If you have successfully acquired high-category use customers they will then fall into segments A or C. Segment A represents your best customers. These are the people who you need to stay close to. Keep in touch and when they make a special request you should make it a priority (if it’s feasible). Too often entrepreneurs alter their product or services at the whims customers from other segments. This is a mistake; keep your best customers close and happy.

Segment C represents an interesting challenge. For whatever reason, you have not built any real loyalty with this group. Sometimes a loyalty program of some sort will help shift a portion of their requirements your way. It is very important to focus your loyalty program efforts on this segment and this segment only. Properly done, loyalty programs can be very effective and building the right customer habits. Improperly done the can create an aggravating liability that you will be stuck with.

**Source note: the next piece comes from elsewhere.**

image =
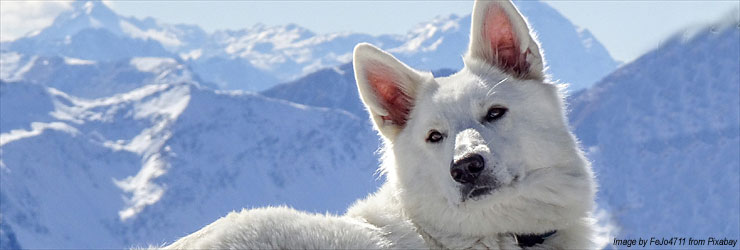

Segmenting customers isn’t a perfect science. While is it pointless to pursue low category users as customers during the early days of a start-up, you may accidently acquire customers who are low category users. This is fine if they are low-maintenance. If they are demanding customers consider firing them. Firing customers is tough, but you may be better off in the long run. The wrong types of customers can be a drain on a start-ups resources (trust me, I’ve been there). Low-category customers will fit into segments B, D and F. In vesting time or energy into these kinds of customers  will be a distraction at best.

D customers usually represent the worst customer segment for any company- low category users who switch brands. Cultivating a relationship with this group is a total waste.

For larger, more established companies segment B may have some potential. These are customers who don’t buy much in the category; but, when they do buy they always buy your brand. So, if their category requirements grow so will your income. In some cases it may be possible to actually increase overall category requirements. Smart companies with these types of customers will market new reasons for the customer to buy in the category. Hallmark Cards, for instance, invents holidays. What is the point of “Sweetest Day” other than to give card buyers another reason to buy cards? When new holiday’s pop up, Hallmark is happy. Another example is Mountain Dew which was introduced as a breakfast drink (a high-caffeine citrus drink). Give someone an excuse to buy soft drinks in the morning and category consumption increases.

This basic customer segmentation model lays a foundation for smart marketing in a start-up company or any company. Start-ups can afford to waste time and money chasing customers who don’t provide a good return. Segment your customers and prospects properly and you will focus your energy on the real low-hanging fruit.